Test data exclusivity
Test data exclusivity refers to protection of clinical trial data required to be submitted to a regulatory agency to prove safety and efficacy of a new drug, and prevention of generic drug manufacturers from relying on this data in their own applications. It provides a form of market exclusivity outside that provided by patent rights.[1][2]
Pharmaceutical companies argue that since test data is so expensive to produce, it is an unfair advantage to let other companies rely on that data without cost. Critics charge that it can act as a restriction to producing a generic copy; that although it would not raise prices of drugs, it would prevent prices from falling due to generic competition; and make it more costly for the poor to gain access to life-saving drugs (e.g. anti-HIV & anti-malarial medications.) Developed countries with innovative pharmaceutical industries (including the United States) have sought data exclusivity provisions in Free Trade Agreements with their trading partners, e.g. DR-CAFTA which includes such a provision.
According to the European Commission:
- ""Data exclusivity" refers to the period during which the data of the original marketing authorisation holder relating to (pre-) clinical testing is protected. Accordingly, in relation to marketing authorisation applications submitted after 30 October 2005 for the applications filed in the framework of national procedures or 20 November 2005 for applications filed in the framework of the centralised procedure, 'data exclusivity' refers to the eight-year protection period during which generic applicant may not refer to the information of the original marketing authorisation holder and 'marketing exclusivity' refers to the ten-year period after which generic products can be placed on the market. However, in relation to marketing authorisation applications submitted before the above mentioned dates, the wording 'data exclusivity' refers to the six or ten-year protection period granted to the original marketing authorisation (MA) holder before generic applicants can file their applications for marketing authorisation."[3]
One critical issue in this regard is the issue of data exclusivity for pioneer drug companies (pharmaceutical R&D organizations). From the standpoint of economics, industries where the R&D process is costly and risky need longer exclusivity periods to realize innovation benefits, compared to those industries where innovation is easier and less costly.
Some academics allege that pharmaceutical data exclusivity protection unfairly restricts the rapid public dispersal of knowledge that is supposed to be the trade-off for a grant of a patent or intellectual monopoly privilege.[4] They allege that data exclusivity is really a form of evergreening pharmaceutical patent protection that may even restrict the capacity of governments to benefit from the granting of a compulsory license on the patents on a medicine, since the data monopoly will still prevent the marketing of generic products, even though the patent licenses have been granted by the government or a court.[4]
A separate criticism of data exclusivity concerns medical and research ethics.
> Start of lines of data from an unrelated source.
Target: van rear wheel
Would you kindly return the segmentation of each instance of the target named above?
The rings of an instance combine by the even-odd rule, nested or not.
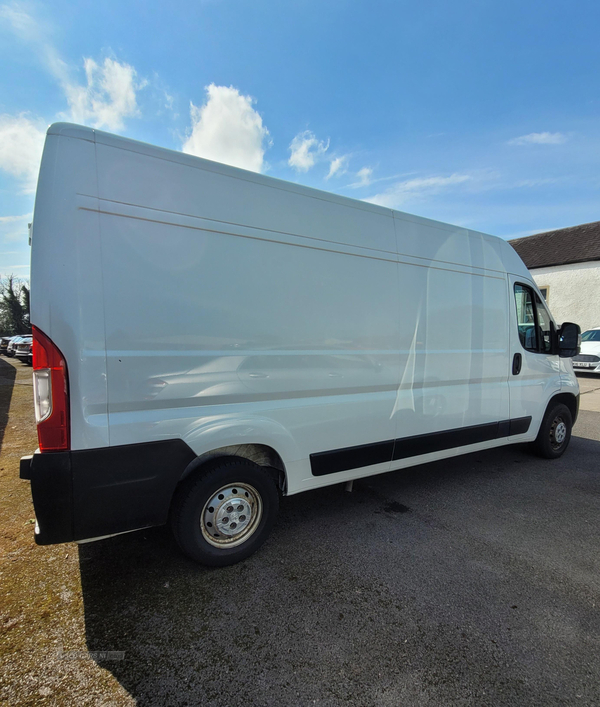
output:
[[[258,550],[278,508],[277,488],[262,467],[223,457],[183,482],[173,500],[171,528],[192,560],[224,567]]]
[[[558,459],[569,446],[573,417],[563,403],[548,408],[537,439],[533,443],[536,454],[545,459]]]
Specifically, it is considered unethical under the Declaration of Helsinki to undertake duplicative clinical trials on human subjects. Similar concerns have been raised in the context of test data protection for certain agricultural or cosmetic products, leading in some countries to proposals for cost sharing rather than exclusive rights as the form of test data protection.
Data exclusivity period for human-use drugs
- United States: 5 years for new pharmaceutical chemical entities, 3 years for new indications for pharmaceutical drugs, and 12 years for biologic products.
- European Union: 8 years (+ 2 years market exclusivity + 1 year for new indication)
- Japan: 6 years
- China: The government promised a protection period of 6 years for pharmaceutical drugs, when applying for membership to the World Trade Organization (WTO).
References
- Mossinghoff, Gerald. "Overview of the Hatch-Waxman Act and Its Impact on the Drug Development Process." Food and Drug Law Journal. 54. (1999): 187-194. PMID 11758572
- "RL32377: The Hatch-Waxman Act: Legislative Changes in the 108th Congress Affecting Pharmaceutical Patents" (PDF). Congressional Research Service. April 30, 2004.
- European Commission, Pharmaceutical Sector Inquiry, Preliminary Report (DG Competition Staff Working Paper), 28 November 2008, page 17 (pdf, 1.95 MB). (See copyright notice in page 1: "Reproduction of parts of this report that are based on the Commission's own research is authorised, provided that the source is acknowledged. For material quoted in this report that is derived from other sources, permission must be sought directly from the copyright holder.")
- Faunce, Thomas; Vines, Tim; Gibbons, Helen (2008-05-15). Faunce, Thomas (ed.). "New Forms of Evergreening in Australia: Misleading Advertising, Enantiomers and Data Exclusivity: Apotex v Servier and Alphapharm v Lundbeck" (PDF). Journal of Law Medicine (published October 2008). 12 (2): 220–232. SSRN 1405024. Archived from the original (PDF) on 2011-06-11. Retrieved 2009-06-18.